In some cases, European policymakers are even adopting very restrictive measures against electronic cigarettes, notably flavor bans that threaten to cause many people to start smoking again. Even the typically liberal Dutch government would see flavored e-liquids banned in 2022; a similar movement in California correlated with a 30 percent increase in underage cigarette consumption for the first time in over ten years.
To understand the link between the brakes on the flavors of e-cigarettes and an increase in cigarette consumption is to take an interest in individuals who have successfully made the switch to e-cigarettes. A recent to study, which examined vaping users in Canada, England and the United States, investigated attitudes towards proposed policies to ban e-liquids without tobacco flavor; researchers find that over 80% of vape users oppose such a ban, with at least one in five considering reverting to smoking if the ban is enacted.
Meanwhile, a 2017 to study found that despite an increase in the number of vaping users in the US and UK since 2011, there had not been a corresponding increase in the rate of youth smoking. Instead, smoking among college students fell six to four percent in the United States, while smoking among high school students fell from 21 to 13 percent. For all the political pressure on vaping as “bridgeTo cigarettes, the data tells a whole different story.
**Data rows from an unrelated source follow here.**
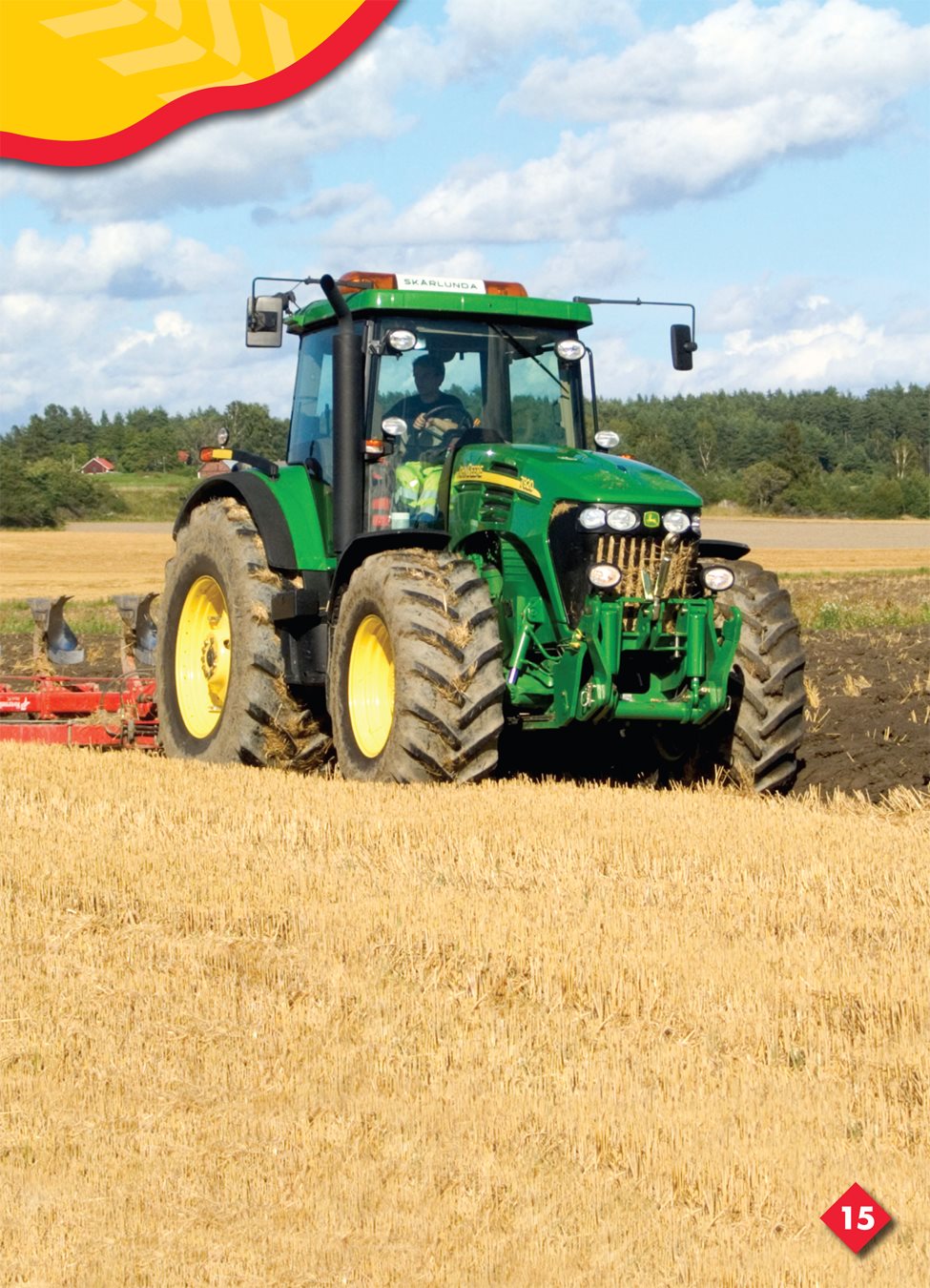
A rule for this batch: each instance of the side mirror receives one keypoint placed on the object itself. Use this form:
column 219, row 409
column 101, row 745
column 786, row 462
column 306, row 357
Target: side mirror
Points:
column 682, row 348
column 264, row 322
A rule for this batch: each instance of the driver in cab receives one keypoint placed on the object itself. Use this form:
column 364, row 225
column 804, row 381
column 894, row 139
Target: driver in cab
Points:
column 432, row 418
column 430, row 412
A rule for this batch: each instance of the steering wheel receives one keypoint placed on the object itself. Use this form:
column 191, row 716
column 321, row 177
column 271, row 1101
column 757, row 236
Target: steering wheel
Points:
column 459, row 415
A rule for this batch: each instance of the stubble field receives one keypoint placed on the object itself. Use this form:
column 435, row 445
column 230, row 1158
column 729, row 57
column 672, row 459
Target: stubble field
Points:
column 258, row 1029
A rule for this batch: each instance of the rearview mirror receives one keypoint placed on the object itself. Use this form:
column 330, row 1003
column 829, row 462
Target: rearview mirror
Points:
column 682, row 348
column 264, row 322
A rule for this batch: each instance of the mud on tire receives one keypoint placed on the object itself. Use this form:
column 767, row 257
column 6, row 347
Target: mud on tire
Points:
column 756, row 740
column 260, row 723
column 430, row 621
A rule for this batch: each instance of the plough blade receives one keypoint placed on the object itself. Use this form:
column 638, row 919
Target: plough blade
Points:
column 52, row 635
column 139, row 633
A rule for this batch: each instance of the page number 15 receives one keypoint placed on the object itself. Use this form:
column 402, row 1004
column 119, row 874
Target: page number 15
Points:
column 866, row 1217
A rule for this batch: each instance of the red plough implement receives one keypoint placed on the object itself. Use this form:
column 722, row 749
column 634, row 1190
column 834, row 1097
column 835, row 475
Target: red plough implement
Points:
column 88, row 711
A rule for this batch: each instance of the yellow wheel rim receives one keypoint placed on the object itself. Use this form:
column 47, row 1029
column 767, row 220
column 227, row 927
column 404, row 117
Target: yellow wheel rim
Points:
column 371, row 685
column 201, row 657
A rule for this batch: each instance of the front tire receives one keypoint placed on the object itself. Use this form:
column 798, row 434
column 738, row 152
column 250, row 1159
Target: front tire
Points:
column 221, row 696
column 416, row 685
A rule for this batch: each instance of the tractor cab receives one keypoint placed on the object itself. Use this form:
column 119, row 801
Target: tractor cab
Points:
column 433, row 379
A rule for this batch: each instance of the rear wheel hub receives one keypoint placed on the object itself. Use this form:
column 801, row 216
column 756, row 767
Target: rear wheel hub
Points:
column 202, row 657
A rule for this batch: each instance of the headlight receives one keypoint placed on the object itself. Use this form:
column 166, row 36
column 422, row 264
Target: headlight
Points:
column 622, row 519
column 675, row 521
column 569, row 350
column 605, row 576
column 591, row 517
column 717, row 577
column 403, row 341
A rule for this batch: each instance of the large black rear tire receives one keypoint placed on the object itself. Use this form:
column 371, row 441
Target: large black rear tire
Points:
column 757, row 739
column 416, row 684
column 221, row 696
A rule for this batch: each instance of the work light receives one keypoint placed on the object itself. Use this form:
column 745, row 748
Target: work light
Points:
column 675, row 521
column 591, row 517
column 605, row 576
column 717, row 577
column 622, row 519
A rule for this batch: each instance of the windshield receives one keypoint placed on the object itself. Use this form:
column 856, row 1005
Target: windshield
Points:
column 506, row 380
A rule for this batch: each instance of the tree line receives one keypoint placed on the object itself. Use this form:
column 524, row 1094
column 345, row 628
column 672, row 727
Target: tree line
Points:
column 823, row 452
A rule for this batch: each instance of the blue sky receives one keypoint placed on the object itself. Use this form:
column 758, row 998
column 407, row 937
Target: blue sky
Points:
column 768, row 160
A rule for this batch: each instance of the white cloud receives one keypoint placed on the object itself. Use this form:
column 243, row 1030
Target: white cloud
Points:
column 684, row 114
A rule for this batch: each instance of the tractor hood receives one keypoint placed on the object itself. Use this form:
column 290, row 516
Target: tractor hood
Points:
column 553, row 474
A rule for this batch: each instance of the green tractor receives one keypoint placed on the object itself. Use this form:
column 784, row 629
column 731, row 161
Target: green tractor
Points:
column 454, row 556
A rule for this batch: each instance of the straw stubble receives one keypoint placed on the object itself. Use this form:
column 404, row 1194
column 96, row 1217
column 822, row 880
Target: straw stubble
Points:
column 265, row 1029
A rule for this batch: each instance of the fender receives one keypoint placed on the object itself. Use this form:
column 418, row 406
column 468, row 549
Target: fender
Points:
column 263, row 507
column 713, row 548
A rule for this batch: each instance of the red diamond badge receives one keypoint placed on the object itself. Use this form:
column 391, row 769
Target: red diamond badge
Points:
column 856, row 1217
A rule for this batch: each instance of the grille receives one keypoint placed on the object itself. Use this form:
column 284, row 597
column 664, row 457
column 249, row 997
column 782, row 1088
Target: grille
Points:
column 639, row 555
column 573, row 552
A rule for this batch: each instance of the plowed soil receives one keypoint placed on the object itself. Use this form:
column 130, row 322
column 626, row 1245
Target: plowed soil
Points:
column 868, row 705
column 868, row 711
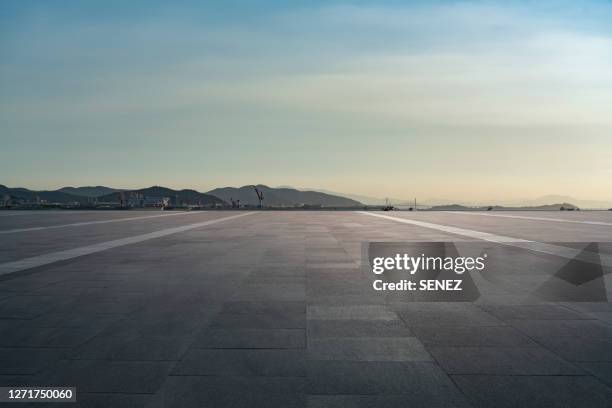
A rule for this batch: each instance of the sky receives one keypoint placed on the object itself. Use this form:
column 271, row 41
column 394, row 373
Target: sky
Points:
column 465, row 101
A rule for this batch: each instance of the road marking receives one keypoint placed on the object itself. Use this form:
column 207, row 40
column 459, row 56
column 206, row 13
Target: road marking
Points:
column 78, row 224
column 522, row 217
column 29, row 212
column 35, row 261
column 556, row 250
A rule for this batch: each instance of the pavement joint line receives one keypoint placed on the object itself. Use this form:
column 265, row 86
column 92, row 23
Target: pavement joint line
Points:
column 79, row 224
column 522, row 217
column 549, row 249
column 45, row 259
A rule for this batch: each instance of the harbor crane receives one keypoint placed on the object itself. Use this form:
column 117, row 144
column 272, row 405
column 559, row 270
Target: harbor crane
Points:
column 259, row 196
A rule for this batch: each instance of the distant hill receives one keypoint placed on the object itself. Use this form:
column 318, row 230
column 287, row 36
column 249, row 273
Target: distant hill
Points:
column 191, row 197
column 363, row 199
column 287, row 197
column 89, row 191
column 54, row 196
column 546, row 207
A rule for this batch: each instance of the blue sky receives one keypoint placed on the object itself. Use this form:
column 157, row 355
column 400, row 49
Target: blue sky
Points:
column 457, row 100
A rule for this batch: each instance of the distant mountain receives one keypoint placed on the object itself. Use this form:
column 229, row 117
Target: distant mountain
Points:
column 368, row 200
column 288, row 197
column 55, row 196
column 567, row 199
column 89, row 191
column 190, row 197
column 546, row 207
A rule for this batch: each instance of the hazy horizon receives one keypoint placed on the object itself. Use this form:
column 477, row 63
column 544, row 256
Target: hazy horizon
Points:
column 475, row 101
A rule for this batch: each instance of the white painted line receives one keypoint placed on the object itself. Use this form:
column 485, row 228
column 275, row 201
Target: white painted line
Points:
column 556, row 250
column 522, row 217
column 43, row 212
column 35, row 261
column 79, row 224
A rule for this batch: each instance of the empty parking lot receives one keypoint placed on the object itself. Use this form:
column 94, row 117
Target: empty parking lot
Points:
column 273, row 308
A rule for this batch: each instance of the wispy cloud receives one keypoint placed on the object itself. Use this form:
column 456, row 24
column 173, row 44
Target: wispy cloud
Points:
column 442, row 80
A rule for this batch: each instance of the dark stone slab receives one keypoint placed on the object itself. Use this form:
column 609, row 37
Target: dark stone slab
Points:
column 212, row 391
column 486, row 391
column 46, row 337
column 418, row 400
column 368, row 349
column 449, row 318
column 107, row 376
column 502, row 360
column 500, row 336
column 272, row 363
column 585, row 329
column 252, row 338
column 264, row 307
column 424, row 380
column 533, row 312
column 260, row 321
column 580, row 348
column 357, row 328
column 600, row 369
column 150, row 348
column 17, row 361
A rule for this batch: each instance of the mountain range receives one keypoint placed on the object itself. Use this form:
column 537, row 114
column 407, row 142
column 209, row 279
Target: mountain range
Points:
column 187, row 196
column 286, row 197
column 282, row 196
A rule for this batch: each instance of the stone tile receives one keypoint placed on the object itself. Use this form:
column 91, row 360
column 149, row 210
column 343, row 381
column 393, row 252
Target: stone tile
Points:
column 422, row 380
column 540, row 329
column 252, row 338
column 580, row 348
column 107, row 376
column 266, row 292
column 486, row 391
column 20, row 361
column 272, row 363
column 260, row 321
column 502, row 361
column 497, row 336
column 46, row 337
column 368, row 349
column 74, row 320
column 600, row 369
column 160, row 324
column 448, row 318
column 417, row 400
column 211, row 391
column 533, row 312
column 357, row 328
column 150, row 348
column 264, row 307
column 354, row 312
column 95, row 400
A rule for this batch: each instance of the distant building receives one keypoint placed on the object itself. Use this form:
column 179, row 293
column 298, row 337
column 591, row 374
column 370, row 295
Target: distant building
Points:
column 148, row 201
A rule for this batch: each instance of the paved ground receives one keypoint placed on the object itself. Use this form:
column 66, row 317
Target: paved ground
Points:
column 236, row 309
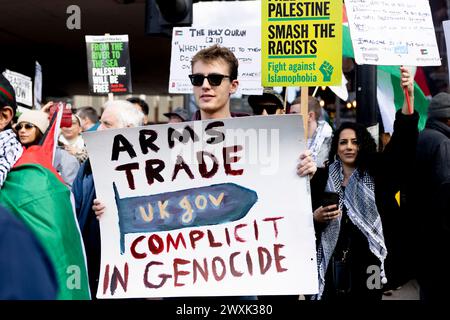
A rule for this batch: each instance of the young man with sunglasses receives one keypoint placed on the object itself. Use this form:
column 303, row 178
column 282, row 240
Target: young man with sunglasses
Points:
column 214, row 77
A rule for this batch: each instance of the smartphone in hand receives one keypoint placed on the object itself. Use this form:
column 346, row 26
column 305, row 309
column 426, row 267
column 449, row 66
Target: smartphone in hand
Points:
column 330, row 198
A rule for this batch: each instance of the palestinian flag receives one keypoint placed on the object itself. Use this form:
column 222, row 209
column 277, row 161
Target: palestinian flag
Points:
column 390, row 94
column 35, row 193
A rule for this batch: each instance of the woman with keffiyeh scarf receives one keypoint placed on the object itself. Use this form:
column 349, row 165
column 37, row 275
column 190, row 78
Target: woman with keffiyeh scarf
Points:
column 351, row 244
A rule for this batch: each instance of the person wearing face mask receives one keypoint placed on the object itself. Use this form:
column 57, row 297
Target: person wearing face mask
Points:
column 351, row 243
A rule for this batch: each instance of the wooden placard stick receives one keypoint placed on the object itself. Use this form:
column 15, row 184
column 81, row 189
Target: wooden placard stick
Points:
column 110, row 94
column 304, row 109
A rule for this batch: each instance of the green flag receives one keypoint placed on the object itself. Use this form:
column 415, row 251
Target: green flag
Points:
column 389, row 91
column 35, row 195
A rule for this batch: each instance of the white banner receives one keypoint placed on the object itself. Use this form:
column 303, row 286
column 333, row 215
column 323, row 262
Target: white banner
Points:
column 22, row 86
column 394, row 32
column 204, row 208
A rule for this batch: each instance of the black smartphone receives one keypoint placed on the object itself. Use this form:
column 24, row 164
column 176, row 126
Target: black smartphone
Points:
column 330, row 198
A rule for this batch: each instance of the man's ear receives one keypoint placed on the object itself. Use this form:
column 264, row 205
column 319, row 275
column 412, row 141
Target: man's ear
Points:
column 233, row 86
column 6, row 115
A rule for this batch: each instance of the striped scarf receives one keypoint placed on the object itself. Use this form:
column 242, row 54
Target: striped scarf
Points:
column 10, row 152
column 359, row 199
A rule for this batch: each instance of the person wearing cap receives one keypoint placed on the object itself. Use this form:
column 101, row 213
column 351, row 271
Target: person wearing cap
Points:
column 177, row 115
column 430, row 202
column 72, row 140
column 89, row 118
column 10, row 147
column 31, row 127
column 269, row 102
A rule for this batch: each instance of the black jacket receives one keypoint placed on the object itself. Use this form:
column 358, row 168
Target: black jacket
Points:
column 390, row 170
column 430, row 206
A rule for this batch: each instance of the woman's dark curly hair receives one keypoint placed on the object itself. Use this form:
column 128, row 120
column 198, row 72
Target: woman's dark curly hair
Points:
column 367, row 147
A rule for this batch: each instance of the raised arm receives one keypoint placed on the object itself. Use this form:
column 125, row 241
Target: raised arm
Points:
column 407, row 82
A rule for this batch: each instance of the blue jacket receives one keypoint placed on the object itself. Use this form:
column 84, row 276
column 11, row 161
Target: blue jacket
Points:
column 84, row 193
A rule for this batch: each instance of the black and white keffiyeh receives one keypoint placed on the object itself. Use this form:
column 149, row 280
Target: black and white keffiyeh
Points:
column 359, row 199
column 10, row 152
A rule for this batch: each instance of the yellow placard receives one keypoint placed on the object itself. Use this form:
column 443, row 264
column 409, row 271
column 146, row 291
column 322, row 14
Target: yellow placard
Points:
column 301, row 43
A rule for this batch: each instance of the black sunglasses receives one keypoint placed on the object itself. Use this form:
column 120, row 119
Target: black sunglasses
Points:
column 214, row 79
column 27, row 126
Indeed, dangerous misconceptions about electronic cigarettes represent a problem that touches the top of the public health community, with the World Health Organization (WHO) having such a narrow view of nicotine alternatives that more than ‘About a hundred specialists signed an open letter last month urging the international health body to reassess its position.
“[We must] Consider the substantial body of evidence that we have, âthe experts in nicotine science and policy highlighted, “And not let excessive caution or residual uncertainties deprive smokers of promising options for moving away from combustible products that we know for sure are deadly …[the] WHO rejects public health strategy that could prevent millions of tobacco-related deaths.
The problem could well be that of inertia: the WHO has been opposite e-cigarettes for years and has always approached vaping products with extreme caution. In 2010, the WHO already called on governments to to forbid vaping in public places and restricting the marketing of electronic cigarettes. Unfortunately, this uncompromising sentiment clearly persists today – at the WHO as well as among policy makers on both sides of the Atlantic – despite a plethora of scientific evidence showing the clear benefits of a harm reduction approach.